The secret to read-alouds
By Alex on February 5th, 2013
In this post, Wendy Murray of Scholastic Teaching Resources talks with teacher and author Maria Walther to get practical advice for how primary teachers can meet the Common Core State Standards by ramping up read-alouds.
Murray: The Common Core State Standards Initiative advises students read increasingly complex texts more deeply. As a first grade teacher, how are you responding to this issue?
Walther: I think if we stay true to the notion that reading is a thinking process, we can address complexity and depth authentically in K-2. I am inviting my first graders to do a lot more thinking aloud—talking about the books we read and honoring the thinking they have already done. Then, as we read complex texts together, I nudge them to think more deeply about the big ideas, themes, author’s purpose, and so on. Coupled with that, I am searching for texts that have complex concepts to spark conversations.
Murray: What are some examples of complex texts?

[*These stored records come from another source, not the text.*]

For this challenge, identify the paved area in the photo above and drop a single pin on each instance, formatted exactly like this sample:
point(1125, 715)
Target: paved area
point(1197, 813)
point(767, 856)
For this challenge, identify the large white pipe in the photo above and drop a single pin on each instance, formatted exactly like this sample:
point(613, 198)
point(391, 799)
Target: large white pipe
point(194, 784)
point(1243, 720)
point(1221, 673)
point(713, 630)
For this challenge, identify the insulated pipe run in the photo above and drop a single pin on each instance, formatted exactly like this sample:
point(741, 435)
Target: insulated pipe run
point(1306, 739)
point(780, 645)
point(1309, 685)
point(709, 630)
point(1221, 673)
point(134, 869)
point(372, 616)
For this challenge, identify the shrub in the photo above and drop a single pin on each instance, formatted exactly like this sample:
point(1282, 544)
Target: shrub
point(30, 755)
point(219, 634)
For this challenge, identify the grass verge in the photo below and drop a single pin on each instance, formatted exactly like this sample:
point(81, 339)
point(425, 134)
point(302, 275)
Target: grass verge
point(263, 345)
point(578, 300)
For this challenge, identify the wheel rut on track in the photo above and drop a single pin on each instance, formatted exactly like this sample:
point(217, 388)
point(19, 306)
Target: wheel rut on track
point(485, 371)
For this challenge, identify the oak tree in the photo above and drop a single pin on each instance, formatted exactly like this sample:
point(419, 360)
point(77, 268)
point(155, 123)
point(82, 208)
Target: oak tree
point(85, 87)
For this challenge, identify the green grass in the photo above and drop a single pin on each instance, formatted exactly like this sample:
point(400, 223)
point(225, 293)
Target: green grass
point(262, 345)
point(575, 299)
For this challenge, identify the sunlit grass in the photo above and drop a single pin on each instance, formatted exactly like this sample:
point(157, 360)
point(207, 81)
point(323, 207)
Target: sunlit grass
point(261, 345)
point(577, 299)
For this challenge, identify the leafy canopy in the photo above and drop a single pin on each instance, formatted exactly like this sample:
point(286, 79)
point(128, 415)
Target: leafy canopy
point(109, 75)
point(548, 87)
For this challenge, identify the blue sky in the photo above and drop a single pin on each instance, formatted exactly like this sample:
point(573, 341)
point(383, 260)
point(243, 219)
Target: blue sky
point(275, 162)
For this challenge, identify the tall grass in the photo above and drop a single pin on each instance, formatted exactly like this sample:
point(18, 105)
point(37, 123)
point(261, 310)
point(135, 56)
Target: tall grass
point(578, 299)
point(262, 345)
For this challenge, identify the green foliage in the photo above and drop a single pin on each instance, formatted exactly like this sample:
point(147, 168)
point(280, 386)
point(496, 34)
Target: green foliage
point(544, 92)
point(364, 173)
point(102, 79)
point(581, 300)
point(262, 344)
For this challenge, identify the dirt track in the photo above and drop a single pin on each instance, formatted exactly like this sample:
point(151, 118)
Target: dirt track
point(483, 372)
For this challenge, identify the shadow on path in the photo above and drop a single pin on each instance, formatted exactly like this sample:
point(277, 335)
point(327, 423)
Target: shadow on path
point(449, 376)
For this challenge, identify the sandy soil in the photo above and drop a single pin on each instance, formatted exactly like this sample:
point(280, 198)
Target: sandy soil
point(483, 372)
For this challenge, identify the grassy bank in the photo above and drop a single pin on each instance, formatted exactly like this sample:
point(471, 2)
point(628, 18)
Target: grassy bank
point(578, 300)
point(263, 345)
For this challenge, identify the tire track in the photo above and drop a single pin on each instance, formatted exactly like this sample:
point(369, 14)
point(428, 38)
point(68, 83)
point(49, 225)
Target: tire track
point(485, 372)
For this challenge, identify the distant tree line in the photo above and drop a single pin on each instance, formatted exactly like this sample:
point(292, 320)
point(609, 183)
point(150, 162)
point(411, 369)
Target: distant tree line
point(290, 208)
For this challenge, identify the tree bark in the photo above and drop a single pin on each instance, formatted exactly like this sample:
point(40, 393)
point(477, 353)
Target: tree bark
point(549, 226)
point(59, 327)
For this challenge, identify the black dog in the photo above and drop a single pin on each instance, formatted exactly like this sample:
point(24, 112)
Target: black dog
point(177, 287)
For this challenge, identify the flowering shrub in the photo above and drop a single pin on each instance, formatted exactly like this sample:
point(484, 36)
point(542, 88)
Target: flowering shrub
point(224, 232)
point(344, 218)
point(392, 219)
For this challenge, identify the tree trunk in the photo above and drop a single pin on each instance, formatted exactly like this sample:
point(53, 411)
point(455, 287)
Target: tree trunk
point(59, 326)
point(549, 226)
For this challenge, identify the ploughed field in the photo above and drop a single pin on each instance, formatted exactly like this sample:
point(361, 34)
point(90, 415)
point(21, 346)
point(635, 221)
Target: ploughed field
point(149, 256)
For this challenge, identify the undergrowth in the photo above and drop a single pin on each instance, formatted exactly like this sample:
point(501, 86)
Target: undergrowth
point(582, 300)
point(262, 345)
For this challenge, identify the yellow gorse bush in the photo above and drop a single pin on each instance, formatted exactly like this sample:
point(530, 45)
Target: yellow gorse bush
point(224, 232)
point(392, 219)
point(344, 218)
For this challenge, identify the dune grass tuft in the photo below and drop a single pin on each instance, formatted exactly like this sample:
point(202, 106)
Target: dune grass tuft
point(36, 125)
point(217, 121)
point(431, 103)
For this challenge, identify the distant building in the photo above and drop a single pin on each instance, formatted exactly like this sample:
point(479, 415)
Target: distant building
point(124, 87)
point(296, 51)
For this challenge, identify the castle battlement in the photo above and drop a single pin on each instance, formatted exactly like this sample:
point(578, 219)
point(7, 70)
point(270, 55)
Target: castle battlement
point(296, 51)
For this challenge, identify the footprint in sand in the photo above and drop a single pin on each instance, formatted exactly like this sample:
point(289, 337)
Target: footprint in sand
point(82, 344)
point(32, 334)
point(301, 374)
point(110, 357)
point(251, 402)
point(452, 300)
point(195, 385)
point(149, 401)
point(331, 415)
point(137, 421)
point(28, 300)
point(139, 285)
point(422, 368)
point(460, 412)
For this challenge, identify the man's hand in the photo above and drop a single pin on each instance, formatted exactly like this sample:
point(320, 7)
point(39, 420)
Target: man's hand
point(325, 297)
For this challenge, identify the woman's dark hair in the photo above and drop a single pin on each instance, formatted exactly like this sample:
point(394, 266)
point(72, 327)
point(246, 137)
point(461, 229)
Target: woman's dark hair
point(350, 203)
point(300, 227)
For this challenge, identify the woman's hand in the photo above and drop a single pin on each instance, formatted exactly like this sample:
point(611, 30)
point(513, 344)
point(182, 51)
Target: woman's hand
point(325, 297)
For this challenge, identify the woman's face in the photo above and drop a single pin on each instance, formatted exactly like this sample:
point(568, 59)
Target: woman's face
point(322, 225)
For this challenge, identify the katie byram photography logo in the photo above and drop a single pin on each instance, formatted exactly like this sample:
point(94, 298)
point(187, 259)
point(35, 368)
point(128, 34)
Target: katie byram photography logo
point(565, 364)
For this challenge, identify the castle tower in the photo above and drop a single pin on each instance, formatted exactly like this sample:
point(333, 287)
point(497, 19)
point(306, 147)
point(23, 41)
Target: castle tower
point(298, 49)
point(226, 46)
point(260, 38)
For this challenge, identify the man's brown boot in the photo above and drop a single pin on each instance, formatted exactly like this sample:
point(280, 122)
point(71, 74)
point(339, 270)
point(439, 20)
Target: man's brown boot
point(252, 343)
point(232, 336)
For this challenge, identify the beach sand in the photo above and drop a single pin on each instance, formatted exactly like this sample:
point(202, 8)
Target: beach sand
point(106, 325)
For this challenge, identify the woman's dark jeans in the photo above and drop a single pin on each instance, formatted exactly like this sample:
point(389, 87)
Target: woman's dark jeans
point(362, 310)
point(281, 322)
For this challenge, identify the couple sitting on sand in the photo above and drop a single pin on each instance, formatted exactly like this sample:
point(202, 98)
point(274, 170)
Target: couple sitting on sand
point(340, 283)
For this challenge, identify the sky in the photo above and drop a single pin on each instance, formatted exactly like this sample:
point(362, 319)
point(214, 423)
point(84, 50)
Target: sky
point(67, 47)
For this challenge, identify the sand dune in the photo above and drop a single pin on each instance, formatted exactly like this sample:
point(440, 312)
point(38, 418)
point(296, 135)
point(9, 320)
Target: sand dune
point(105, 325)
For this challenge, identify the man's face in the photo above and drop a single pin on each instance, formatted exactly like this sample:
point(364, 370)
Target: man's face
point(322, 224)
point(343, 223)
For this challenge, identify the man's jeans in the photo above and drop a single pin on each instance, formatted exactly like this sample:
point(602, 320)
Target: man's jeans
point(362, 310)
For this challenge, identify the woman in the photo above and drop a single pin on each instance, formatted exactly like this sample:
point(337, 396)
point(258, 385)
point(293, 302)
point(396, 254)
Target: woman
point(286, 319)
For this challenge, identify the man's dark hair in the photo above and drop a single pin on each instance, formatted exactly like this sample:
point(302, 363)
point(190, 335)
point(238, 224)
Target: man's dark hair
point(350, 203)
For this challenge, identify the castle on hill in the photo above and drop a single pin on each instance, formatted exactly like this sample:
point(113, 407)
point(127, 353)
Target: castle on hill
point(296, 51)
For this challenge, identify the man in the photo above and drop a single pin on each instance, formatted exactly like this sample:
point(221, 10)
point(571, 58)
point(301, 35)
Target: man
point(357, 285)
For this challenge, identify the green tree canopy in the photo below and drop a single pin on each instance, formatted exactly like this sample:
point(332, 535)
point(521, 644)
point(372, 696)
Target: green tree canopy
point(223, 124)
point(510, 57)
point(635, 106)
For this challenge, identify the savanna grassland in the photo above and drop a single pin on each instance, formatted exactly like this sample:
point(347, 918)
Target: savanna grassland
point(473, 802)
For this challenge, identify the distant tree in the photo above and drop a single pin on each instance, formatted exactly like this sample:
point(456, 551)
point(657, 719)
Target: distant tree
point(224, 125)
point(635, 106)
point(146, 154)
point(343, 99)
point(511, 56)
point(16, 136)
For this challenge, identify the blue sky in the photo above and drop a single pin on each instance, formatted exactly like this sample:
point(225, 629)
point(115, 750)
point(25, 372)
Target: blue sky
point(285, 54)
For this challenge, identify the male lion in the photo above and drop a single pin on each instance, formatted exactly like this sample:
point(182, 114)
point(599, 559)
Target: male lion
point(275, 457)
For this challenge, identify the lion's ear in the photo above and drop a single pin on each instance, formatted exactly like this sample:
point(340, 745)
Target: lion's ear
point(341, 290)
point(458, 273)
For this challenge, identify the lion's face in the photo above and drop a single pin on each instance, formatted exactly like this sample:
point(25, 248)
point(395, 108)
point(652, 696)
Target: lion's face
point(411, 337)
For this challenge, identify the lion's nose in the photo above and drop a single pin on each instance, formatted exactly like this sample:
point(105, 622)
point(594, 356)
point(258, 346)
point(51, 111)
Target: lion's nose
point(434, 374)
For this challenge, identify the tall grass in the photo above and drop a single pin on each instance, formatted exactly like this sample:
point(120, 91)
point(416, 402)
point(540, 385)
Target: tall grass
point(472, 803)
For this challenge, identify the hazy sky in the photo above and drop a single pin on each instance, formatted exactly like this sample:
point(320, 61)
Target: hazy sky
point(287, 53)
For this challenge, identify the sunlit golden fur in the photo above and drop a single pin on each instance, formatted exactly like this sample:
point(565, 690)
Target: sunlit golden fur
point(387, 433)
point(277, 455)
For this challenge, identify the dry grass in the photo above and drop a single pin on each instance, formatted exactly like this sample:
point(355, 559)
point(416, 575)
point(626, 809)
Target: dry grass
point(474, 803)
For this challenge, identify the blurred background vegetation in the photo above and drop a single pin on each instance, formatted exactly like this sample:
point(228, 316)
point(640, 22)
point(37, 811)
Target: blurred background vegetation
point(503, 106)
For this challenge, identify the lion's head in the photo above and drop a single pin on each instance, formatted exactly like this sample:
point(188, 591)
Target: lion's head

Walther: One of my favorites is The Can Man by Laura E. Williams , the story of a homeless man who is collecting cans to buy a winter coat and a young boy who decides to collect them to save up for a skateboard. A book like this invites conversations about needs and wants, and themes of poverty and inequity. Another title that yields complex thinking is Each Kindness by Jacqueline Woodson. In January and February, I read aloud a chronological collection of picture books and informational texts about United States history—the Underground Railroad (Underground) , Jim Crow laws (Ruth and the Green Book), the Civil Rights era (Freedom on the Menu)—not only because it builds students’ content knowledge, but because these books tend to be meaty enough to usher in rich oral thinking and conversation.
Murray: And just how do these books come into play? Read-Alouds? Small Groups? Independent Reading?
Walther: All of the above! But I would say that if primary teachers select their read-aloud texts well, it has the power to transform their teaching. Of course, many times I read aloud the whole book without pausing so we can simply enjoy it, but later we might go back to specific pages and help listeners go deeper.
Murray: How do you get seven-year-olds to do that kind of deep dive?
Walther: Ask big questions and you’ll get big thinking. Start by keeping it open ended. “What did you notice?” See what students say and build from there, always remembering to follow up with, “Why do you think that? What part of the text/illustrations helped you understand that?” It works well to look at a book from the perspective of a reader and the perspective of a writer. Reading from the writer’s perspective helps learners better understand craft and structure. With any picture book, you can ask, “What do you think the writer was thinking when she did this? Why would she choose to do that?” Or you can pose questions about the visual choices of the illustrator. “How do you think the illustration supports and enhances the words?” Think of read-alouds as a way to launch a continual dialogue about books throughout the day, and from day to day.
Murray: How many read-alouds do you recommend each day?
Walther: I’d say five read-alouds a day. In the morning, in the afternoon, during reading and writing workshop, during science or social studies… I am not necessarily reading the whole book—maybe just a little section to point out a terrific lead, or to introduce a science topic. To keep myself on track, I keep a read-aloud tally , marking a tally for each read-aloud experience we have together. Last year we had 790!
Murray: Wow! Five a day. So there’s a kind of “you gotta be in it to win it” mechanism to it?
Walther: Yes, there is. If we want children to integrate meaning and ideas across texts, they have to have experiences hearing a lot of texts. They need a rich textual lineage—a wealth of reading experiences from which to draw. We are setting ourselves up for failure if we put forth all these grand ideas of voluminous independent complex text reading, but then don’t offer students voluminous, joyful reading experiences each and every day.